While all of that sounds suspiciously like “things that are in a car,” it’s positively revolutionary in the Prius, which previously sacrificed everything at the altar of the fuel-economy gods. I drove the new Prius on a 60-mile run through some twisty mountain roads, and while the drive experience may not have been the bleeding edge of fun, it was at least pleasant, which is more than I can say about the nausea-inducing dullness of the current model. Toyota put me on a reasonably difficult autocross course in the Prius as well. Prius and “sharp turn executed with intuitive steering and quality braking” feels weird to type, but it handled everything brilliantly. By comparison, I did the same course in a 2013 Prius that was a lot like the one I own, and it barely made it through without knocking over a dozen cones. The old Prius drives like a Segway.
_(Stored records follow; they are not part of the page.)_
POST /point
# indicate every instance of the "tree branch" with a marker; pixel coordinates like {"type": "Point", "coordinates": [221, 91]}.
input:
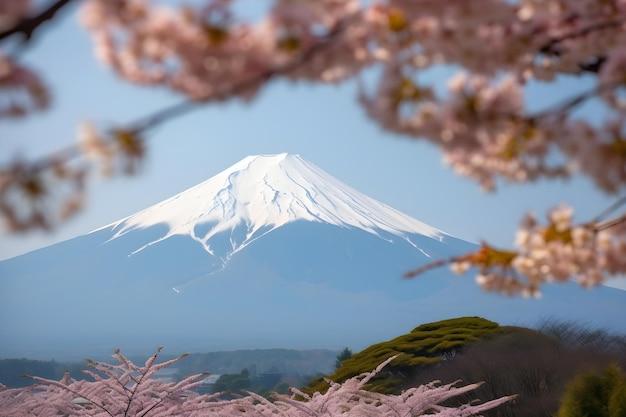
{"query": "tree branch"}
{"type": "Point", "coordinates": [28, 25]}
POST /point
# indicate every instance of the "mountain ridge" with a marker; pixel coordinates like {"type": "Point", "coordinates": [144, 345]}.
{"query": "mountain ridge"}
{"type": "Point", "coordinates": [149, 279]}
{"type": "Point", "coordinates": [249, 199]}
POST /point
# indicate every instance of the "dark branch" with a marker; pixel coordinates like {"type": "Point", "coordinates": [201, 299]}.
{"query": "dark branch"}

This new one feels like an actual car.
The new Prius gets an archetypically weak 121 horsepower, pairing a 1.8-liter 4-cylinder Atkinson cycle engine with a battery that generates 600 volts, paired with an electronically-controlled continuously variable transmission. The base Prius 2 model comes with a nickel-metal hydride battery, while a special Prius 2 “Eco” model and the up-market Prius 3 and 4 trims come with a lithium-ion battery.
All of that leads to the Prius money shot, the gas mileage: It falls short of the much-rumored 60 mpg mark. Non-Eco grades average 54 city, 50 highway, and 52 mpg overall. The Prius 2 Eco gets closer, at 58/53/56, achieved by removing the spare tire, lightening the weight of the vehicle by 65 pounds. And that gas mileage isn’t a mythic figure either, only to be achieved by expert hyper-milers. I drove the Prius 2 and the Prius 4, and also looked at stored trips on the shipboard computer. The trip numbers Impressed: 55.4, 54.1, and even, for one glorious 20-mile jag down the coast, 66.8 MPG. For all its improvements, the Prius clearly hasn’t deviated from its core fuel-economy mission. Gas may be less than $2 a gallon (at least where I live), but the Prius is well-positioned to take advantage when prices spike and people realize that their impulsive light-truck purchase might not have been so wise after all.
Also updated: A tremendous 11-speaker JDL audio system on the high-trim Prius 4, and a complete safety package, including all manner of collision alerts, lane departure warnings, and pedestrian and vehicle detection systems, only a $500 upcharge as part of a safety package. The Prius also now comes optional with an advanced cruise control system, which debuted in the Lexus LS a couple of years ago, but has already trickled down the food chain.
So we now have a Prius that can essentially drive itself and gets 54 MPG. All my dreams have been realized. My current model’s lease expires next May. I’ve been thinking about buying it out, but that would doom me to a decade or so in the automotive gulag, the thought of which deadens my soul. The price for the Prius 2 starts at $24,700, the Eco is $24,700, and the Prius Four Touring with 17-inch wheels comes in at $30,000. Maybe, given the SUV-mania that continues to grip the U.S. like a virulent fever, I’ll be able to get a decent deal on a lease. Now that I’ve driven the new Prius, it’ll be hard to go back.